Cross entropy is defined on probability distributions, not single values. The reason it works for classification is that classifier output is (often) a probability distribution over class labels. For example, the outputs of logistic/softmax functions are interpreted as probabilities. The observed class label is also treated as a probability distribution: the empirical distribution (where the probability is 1 for the observed class and 0 for the others).
The concept of cross entropy applies equally well to continuous distributions. But, it can't be used for regression models that output a point estimate (e.g. the conditional mean) but not a full probability distribution. If you had a model that gave the full conditional distribution (probability of output given input), you could use cross entropy as a loss function.
For continuous distributions $p$ and $q$, the cross entropy is defined as:
$$H(p, q) = -\int_{Y} p(y) \log q(y) dy$$
Just considering a single observed input/output pair $(x, y)$, $p$ would be the empirical conditional distribution (a delta function over the observed output value), and $q$ would be the modeled conditional distribution (probability of output given input). In this case, the cross entropy reduces to $-\log q(y \mid x)$. Summing over data points, this is just the negative log likelihood!

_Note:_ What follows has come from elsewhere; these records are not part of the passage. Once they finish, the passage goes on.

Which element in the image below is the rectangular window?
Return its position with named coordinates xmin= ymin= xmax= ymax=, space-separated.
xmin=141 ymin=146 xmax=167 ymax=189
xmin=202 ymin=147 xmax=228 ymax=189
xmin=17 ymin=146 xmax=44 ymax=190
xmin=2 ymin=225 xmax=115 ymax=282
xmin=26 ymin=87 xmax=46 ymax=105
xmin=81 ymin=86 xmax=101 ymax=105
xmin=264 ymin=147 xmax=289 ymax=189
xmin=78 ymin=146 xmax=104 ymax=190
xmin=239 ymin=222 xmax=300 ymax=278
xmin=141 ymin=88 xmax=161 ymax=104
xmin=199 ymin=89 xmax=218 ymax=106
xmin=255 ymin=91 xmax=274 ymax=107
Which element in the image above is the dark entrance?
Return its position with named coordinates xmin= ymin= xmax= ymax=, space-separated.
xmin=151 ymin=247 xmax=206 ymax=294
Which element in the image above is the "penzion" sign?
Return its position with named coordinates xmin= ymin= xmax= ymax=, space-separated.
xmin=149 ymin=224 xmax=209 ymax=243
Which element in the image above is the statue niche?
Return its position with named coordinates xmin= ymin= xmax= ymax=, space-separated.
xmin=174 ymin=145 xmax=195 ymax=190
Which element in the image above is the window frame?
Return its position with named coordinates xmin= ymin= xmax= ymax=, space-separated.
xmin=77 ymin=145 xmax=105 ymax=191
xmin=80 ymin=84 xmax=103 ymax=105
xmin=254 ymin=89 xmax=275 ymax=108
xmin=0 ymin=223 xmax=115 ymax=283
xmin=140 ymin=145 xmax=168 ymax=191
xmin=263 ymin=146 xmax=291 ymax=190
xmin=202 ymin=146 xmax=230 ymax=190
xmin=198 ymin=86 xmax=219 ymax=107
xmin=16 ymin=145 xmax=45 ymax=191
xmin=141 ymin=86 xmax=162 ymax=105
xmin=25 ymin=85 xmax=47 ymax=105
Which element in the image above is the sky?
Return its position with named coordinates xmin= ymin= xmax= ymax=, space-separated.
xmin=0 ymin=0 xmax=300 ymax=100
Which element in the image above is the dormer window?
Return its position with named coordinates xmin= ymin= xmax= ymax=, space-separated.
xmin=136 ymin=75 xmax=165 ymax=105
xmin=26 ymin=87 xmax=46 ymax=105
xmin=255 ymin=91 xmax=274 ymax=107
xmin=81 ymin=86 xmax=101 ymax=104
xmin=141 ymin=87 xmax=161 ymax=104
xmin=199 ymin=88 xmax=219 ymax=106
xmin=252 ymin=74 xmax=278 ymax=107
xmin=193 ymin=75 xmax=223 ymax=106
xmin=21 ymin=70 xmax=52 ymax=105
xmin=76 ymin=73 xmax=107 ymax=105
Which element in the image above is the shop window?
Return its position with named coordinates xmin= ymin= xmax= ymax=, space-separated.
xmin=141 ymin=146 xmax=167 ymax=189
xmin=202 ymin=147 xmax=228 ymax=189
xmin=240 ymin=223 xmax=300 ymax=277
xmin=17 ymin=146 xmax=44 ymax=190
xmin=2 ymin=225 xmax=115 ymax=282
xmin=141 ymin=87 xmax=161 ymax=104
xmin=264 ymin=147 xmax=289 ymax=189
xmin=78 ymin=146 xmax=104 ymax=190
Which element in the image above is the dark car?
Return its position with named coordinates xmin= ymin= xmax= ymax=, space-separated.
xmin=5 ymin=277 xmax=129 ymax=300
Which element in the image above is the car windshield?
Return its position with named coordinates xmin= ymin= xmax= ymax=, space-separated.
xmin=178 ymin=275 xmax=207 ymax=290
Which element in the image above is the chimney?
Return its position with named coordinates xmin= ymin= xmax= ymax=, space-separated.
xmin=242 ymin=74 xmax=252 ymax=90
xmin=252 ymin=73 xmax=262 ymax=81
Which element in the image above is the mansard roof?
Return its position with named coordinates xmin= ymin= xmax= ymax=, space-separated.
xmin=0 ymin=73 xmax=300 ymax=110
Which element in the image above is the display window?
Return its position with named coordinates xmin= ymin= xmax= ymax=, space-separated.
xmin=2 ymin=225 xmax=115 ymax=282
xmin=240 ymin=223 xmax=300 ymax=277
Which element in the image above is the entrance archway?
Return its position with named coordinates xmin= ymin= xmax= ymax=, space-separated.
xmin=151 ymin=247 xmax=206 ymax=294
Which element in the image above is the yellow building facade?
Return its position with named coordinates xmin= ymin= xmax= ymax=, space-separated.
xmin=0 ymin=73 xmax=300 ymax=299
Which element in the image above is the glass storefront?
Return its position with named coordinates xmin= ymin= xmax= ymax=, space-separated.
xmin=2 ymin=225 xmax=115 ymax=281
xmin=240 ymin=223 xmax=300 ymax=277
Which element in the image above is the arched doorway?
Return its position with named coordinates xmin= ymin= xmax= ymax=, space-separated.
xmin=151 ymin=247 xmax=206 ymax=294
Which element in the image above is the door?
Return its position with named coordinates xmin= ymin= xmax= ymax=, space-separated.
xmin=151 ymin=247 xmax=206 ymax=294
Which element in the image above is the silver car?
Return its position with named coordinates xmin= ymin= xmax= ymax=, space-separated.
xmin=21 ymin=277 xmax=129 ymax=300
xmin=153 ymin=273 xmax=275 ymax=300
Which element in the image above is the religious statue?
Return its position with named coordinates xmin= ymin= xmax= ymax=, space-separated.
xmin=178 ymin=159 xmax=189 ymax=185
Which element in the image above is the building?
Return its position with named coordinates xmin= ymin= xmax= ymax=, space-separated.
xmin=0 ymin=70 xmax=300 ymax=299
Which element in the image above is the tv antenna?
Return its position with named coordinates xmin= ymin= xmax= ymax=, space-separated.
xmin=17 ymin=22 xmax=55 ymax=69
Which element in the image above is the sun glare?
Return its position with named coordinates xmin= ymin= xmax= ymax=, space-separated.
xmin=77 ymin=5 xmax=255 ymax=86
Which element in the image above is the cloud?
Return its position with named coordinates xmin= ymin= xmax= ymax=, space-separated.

No, it doesn't make sense to use TensorFlow functions like tf.nn.sigmoid_cross_entropy_with_logits
for a regression task. In TensorFlow, “cross-entropy” is shorthand (or jargon) for “categorical cross entropy.” Categorical cross entropy is an operation on probabilities. A regression problem attempts to predict continuous outcomes, rather than classifications.
The jargon "cross-entropy" is a little misleading, because there are any number of cross-entropy loss functions; however, it's a convention in machine learning to refer to this particular loss as "cross-entropy" loss.
If we look beyond the TensorFlow functions that you link to, then of course there are any number of possible cross-entropy functions. This is because the general concept of cross-entropy is about the comparison of two probability distributions. Depending on which two probability distributions you wish to compare, you may arrive at a different loss than the typical categorical cross-entropy loss. For example, the cross-entropy of a Gaussian target with some varying mean but fixed diagonal covariance reduces to mean-squared error. The general concept of cross-entropy is outlined in more detail in these questions:
Best Answer
In a regression problem you have pairs $(x_i, y_i)$. And some true model $q$ that characterizes $q(y|x)$. Let's say you assume that your density
$$f_\theta(y|x)= \frac{1}{\sqrt{2\pi\sigma^2}} \exp\left\{-\frac{1}{2\sigma^2}(y_i-\mu_\theta(x_i))^2\right\}$$
and you fix $\sigma^2$ to some value
The mean $\mu(x_i)$ is then e.g. modelled via a a neural network (or any other model)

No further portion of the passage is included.